Many of those workers joined workers’ rights advocates in celebrating the signing on Monday afternoon, according to Williams, representative for the 45th Council District in Brooklyn.
The bill, co-sponsored by Council Member Carlos Menchaca, passed through City Council in a unanimous vote on Sept. 27.
Now law, it mandates that workers have a cumulative total of 40-55 hours of training, phased in over time.
The first 10 hours must be completed by March 2018, 30 hours by Dec. 1 of that year, and 40-55 within five months of that date.
Extensions can be granted to the second and third milestone, if necessary.
Williams said a task force has been created to help facilitate the training and determine its content, in conjunction with the city’s Department of Buildings.
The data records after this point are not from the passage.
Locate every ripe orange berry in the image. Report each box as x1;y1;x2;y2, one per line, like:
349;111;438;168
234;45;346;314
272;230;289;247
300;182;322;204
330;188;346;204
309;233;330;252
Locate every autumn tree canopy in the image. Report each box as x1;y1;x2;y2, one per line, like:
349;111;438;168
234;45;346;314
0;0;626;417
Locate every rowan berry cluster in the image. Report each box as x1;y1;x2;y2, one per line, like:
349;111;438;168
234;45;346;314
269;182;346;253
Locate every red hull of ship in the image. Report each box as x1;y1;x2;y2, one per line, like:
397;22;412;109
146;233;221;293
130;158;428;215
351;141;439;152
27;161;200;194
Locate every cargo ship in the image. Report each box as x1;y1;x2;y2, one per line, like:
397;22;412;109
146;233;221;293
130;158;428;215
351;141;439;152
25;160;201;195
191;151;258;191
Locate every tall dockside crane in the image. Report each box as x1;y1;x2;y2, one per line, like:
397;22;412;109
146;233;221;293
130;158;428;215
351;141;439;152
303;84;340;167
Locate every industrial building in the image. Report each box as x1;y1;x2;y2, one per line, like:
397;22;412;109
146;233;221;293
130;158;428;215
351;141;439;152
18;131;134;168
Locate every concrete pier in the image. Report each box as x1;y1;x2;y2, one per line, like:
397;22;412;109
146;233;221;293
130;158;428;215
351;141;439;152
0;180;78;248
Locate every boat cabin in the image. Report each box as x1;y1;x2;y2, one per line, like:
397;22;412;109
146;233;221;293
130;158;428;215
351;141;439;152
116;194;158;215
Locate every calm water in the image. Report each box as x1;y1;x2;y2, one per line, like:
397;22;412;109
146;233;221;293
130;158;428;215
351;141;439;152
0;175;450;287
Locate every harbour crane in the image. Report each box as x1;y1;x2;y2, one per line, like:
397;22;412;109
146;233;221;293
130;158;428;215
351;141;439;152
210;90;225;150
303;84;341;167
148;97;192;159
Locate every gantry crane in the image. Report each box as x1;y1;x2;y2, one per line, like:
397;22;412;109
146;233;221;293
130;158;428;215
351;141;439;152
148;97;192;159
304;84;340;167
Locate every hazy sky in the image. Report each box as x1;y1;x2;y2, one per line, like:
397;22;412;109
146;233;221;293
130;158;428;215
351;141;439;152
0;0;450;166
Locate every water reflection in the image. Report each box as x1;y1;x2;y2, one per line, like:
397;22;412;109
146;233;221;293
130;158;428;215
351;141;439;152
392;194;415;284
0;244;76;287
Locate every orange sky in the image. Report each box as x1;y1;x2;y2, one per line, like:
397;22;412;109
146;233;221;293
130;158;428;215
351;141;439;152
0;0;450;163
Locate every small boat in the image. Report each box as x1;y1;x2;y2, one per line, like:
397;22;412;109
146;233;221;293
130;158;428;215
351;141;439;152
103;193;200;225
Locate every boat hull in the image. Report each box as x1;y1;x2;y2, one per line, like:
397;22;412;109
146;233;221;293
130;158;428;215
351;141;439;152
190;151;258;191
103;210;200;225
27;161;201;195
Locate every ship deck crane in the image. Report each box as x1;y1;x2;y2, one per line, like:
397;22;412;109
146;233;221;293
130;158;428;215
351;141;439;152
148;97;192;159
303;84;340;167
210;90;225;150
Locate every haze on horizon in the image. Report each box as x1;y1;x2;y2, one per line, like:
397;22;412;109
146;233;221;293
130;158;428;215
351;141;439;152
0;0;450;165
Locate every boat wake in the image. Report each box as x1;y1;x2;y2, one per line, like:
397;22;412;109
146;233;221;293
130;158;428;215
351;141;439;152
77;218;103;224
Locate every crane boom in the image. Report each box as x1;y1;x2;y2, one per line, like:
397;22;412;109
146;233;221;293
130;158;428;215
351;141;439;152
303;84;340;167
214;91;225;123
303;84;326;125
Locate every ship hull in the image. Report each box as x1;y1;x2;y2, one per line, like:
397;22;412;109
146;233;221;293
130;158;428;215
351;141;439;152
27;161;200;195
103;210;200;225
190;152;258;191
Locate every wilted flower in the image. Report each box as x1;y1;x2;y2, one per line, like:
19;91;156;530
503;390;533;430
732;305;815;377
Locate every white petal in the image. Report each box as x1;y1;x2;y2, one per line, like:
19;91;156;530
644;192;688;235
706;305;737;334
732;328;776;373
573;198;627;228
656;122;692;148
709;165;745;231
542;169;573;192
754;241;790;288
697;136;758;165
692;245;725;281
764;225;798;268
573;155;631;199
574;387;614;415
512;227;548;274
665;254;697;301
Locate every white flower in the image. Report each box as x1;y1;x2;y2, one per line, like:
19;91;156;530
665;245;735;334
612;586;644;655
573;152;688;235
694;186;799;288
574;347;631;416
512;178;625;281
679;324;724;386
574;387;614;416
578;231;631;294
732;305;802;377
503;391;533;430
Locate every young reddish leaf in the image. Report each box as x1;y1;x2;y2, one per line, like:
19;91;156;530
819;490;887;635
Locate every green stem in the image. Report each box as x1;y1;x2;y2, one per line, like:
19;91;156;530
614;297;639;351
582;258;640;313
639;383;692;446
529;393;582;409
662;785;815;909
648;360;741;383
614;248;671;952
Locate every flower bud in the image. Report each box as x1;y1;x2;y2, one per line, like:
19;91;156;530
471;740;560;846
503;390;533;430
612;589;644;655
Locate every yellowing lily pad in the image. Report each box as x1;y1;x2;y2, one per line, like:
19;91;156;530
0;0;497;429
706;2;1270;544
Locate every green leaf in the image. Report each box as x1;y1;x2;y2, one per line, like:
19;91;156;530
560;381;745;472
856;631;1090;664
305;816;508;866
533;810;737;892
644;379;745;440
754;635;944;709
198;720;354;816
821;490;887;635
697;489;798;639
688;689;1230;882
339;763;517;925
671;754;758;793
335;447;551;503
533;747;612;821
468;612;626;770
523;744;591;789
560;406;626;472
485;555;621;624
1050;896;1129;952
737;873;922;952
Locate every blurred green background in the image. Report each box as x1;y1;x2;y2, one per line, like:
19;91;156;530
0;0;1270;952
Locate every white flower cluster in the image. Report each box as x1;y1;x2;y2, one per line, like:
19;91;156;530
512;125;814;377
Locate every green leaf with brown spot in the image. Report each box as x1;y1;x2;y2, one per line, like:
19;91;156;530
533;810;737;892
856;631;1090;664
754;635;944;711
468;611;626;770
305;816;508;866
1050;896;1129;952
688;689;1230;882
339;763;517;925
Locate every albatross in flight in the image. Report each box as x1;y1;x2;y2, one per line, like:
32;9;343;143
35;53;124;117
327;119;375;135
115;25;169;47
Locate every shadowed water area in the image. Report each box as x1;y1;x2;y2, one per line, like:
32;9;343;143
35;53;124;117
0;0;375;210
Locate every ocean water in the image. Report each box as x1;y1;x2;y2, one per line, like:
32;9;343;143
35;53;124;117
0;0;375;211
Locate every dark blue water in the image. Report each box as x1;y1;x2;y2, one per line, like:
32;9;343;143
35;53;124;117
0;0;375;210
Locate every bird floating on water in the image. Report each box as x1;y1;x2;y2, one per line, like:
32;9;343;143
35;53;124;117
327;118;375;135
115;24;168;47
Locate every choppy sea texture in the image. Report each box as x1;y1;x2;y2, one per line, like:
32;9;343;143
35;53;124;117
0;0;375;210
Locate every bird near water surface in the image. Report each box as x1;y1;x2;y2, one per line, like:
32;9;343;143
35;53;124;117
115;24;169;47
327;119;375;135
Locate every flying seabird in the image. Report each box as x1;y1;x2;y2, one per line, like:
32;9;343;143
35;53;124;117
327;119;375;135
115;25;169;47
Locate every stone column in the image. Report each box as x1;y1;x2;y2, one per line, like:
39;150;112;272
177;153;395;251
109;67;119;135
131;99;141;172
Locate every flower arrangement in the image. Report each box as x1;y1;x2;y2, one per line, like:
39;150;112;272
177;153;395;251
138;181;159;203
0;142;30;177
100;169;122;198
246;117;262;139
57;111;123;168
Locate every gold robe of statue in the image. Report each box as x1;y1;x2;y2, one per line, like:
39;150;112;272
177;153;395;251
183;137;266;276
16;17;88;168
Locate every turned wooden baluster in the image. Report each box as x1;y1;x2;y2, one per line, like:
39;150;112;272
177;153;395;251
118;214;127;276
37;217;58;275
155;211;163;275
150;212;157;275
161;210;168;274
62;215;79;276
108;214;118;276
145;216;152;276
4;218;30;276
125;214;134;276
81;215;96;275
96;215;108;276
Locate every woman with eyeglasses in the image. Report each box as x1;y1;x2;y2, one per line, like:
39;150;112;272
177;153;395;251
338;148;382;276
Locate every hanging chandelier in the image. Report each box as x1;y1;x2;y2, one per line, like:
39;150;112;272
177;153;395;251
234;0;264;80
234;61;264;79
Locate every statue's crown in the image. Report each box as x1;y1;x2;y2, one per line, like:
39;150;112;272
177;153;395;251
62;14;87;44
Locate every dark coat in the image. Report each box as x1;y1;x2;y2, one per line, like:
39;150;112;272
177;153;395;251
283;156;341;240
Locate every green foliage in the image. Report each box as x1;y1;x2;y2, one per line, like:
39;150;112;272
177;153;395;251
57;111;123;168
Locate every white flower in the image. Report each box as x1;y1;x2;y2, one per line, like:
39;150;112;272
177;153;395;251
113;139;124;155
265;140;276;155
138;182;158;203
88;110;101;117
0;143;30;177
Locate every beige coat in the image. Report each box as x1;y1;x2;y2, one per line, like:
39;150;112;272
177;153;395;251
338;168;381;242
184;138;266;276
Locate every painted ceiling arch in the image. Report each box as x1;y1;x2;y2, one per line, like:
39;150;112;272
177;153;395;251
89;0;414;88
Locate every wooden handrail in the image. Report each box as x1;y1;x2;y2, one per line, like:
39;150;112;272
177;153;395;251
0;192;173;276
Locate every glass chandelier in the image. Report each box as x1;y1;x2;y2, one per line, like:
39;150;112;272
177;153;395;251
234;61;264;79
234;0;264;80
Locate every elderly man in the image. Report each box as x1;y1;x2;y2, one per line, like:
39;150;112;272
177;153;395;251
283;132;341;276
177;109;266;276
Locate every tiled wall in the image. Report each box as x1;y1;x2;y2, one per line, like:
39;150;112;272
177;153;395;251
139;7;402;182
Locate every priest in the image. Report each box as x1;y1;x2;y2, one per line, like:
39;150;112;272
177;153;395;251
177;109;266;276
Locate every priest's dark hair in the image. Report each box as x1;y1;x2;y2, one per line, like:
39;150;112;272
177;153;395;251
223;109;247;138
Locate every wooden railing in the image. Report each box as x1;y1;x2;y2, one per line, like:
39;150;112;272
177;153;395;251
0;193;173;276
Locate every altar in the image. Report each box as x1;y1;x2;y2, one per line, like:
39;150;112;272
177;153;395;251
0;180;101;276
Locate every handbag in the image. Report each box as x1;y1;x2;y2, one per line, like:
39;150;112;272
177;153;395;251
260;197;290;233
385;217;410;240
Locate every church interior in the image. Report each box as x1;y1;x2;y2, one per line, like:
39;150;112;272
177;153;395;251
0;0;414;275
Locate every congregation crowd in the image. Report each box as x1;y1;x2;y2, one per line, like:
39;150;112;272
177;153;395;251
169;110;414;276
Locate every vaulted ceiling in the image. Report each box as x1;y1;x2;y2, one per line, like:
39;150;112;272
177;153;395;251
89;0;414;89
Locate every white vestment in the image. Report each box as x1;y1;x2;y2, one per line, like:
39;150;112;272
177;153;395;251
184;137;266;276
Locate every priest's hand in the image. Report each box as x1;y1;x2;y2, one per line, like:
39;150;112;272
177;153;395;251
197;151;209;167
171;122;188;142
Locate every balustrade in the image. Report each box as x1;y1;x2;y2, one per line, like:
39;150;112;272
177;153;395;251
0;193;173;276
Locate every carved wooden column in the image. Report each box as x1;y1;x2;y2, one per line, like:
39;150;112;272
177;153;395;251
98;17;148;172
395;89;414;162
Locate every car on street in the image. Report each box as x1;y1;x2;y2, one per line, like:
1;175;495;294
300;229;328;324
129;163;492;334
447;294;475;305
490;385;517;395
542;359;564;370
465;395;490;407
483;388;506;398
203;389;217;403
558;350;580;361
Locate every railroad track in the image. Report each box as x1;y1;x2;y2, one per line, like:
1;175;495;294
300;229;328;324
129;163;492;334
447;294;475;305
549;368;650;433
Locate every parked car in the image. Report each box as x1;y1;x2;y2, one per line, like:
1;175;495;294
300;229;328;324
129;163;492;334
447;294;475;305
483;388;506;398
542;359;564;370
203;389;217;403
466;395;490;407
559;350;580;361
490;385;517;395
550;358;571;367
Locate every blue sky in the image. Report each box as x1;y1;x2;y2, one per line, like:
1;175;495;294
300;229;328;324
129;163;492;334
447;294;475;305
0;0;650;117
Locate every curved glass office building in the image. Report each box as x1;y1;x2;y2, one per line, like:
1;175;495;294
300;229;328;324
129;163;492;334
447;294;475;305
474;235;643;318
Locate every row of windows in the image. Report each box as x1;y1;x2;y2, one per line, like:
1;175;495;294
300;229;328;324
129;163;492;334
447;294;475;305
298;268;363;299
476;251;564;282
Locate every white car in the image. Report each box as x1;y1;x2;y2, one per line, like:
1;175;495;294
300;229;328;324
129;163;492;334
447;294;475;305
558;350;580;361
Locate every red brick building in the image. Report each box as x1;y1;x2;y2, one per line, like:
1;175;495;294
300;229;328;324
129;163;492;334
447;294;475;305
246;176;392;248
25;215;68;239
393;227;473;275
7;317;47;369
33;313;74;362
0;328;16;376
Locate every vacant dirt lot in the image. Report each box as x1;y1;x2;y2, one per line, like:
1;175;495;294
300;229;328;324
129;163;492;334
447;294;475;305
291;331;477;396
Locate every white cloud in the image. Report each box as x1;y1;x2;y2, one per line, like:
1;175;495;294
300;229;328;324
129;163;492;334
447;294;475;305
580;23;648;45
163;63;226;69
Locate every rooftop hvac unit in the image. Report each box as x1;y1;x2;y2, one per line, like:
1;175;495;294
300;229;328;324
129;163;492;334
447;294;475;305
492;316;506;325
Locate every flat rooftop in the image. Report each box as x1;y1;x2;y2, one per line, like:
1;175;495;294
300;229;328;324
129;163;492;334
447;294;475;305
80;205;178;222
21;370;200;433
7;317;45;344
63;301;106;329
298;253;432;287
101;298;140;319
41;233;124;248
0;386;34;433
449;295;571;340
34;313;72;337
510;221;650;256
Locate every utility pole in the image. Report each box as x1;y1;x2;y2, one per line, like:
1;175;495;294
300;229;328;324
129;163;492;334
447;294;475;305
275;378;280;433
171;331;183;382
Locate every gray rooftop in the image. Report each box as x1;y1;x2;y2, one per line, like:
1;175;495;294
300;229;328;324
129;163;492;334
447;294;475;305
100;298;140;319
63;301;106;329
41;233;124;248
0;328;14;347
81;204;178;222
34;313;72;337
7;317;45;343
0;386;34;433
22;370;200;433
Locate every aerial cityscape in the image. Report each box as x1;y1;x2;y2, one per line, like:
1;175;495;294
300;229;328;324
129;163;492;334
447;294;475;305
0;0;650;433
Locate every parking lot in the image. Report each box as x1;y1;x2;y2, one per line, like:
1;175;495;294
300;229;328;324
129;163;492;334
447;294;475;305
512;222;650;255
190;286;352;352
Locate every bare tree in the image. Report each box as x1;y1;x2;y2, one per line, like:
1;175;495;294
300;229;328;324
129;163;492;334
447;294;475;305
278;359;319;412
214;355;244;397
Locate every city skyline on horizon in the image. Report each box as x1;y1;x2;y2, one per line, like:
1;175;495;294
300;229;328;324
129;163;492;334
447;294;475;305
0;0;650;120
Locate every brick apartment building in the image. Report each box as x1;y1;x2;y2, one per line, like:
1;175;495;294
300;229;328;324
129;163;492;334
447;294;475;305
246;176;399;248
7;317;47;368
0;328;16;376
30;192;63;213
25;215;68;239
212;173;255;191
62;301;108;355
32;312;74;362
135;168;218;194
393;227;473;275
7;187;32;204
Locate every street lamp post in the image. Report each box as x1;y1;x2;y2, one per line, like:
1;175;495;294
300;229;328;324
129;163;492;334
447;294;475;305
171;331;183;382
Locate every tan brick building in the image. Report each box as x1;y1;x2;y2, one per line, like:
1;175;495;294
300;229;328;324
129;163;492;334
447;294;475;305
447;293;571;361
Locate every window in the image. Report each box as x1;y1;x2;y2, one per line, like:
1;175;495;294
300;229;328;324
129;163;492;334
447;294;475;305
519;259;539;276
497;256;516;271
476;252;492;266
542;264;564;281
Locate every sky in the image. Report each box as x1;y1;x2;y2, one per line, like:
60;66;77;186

While signing Intro 1447-C, in the rotunda of City Hall, de Blasio spoke of the need to protect all workers, regardless of affiliation, as they build the city, a sentiment echoed by Gary LaBarbera, president of the Building and Construction Trades Council of Greater New York.
Manhattan Borough President Gale Brewer and Menchaca also spoke of the urgent need to improve worker safety in light of the recent deaths of workers on construction sites.
Williams said he led the hall in a moment of silence to honor the workers who had passed before he addressed the gathering.
“In a city constantly under construction, worker safety is of paramount importance,” Williams said. “For too long, though, an eroded culture of safety in the industry has led to unsafe conditions, injury and death, with developers insulated from responsibility for these tragedies.
“Requiring a uniform baseline amount of safety training is a long overdue and critically important measure toward having a tangible impact on worker’s well-being and beginning to correct the culture of the industry, restoring the safety of those who build this city as the top priority.
“I would like to thank Council Member Menchaca and Speaker Mark-Viverito for helping to bring this bill before the Mayor today, and I thank the Mayor for recognizing the urgency of this matter and moving to address it,” he continued.
Menchaca said construction work is “as dangerous as it is important to the city.
“I take very seriously the safety of workers and the public, and it is clear that big changes have to be made,” he said. “The most simple and effective way we can protect our construction workers and the people around them is by providing them with quality safety training.
“Putting people in our community in danger for the sake of profit is completely irresponsible,” he added. “As chair of the Committee on Immigration, I have a special responsibility to speak out on behalf of our immigrant population, in particular for immigrant workers who lack access to safety training and protections.
“It is our obligation to take action to end this full-blown safety crisis,” Menchaca continued. “As we take this critically-important step by passing Intro 1447-C into law, we must continue the hard work of achieving a genuine culture of safety around construction sites.”
Brewer said the sheer scale and non-stop nature of construction in the city mean “we need to make sure we have the best-trained, best-protected construction workforce in the country.”
She said that when she had convened an industry working group to consider worksite safety, increased training for mid-rise projects and quality control for that training were issues that kept coming up.
“I’m pleased to have worked with Chairman Williams and Council Member Menchaca to support this important legislation,” she said.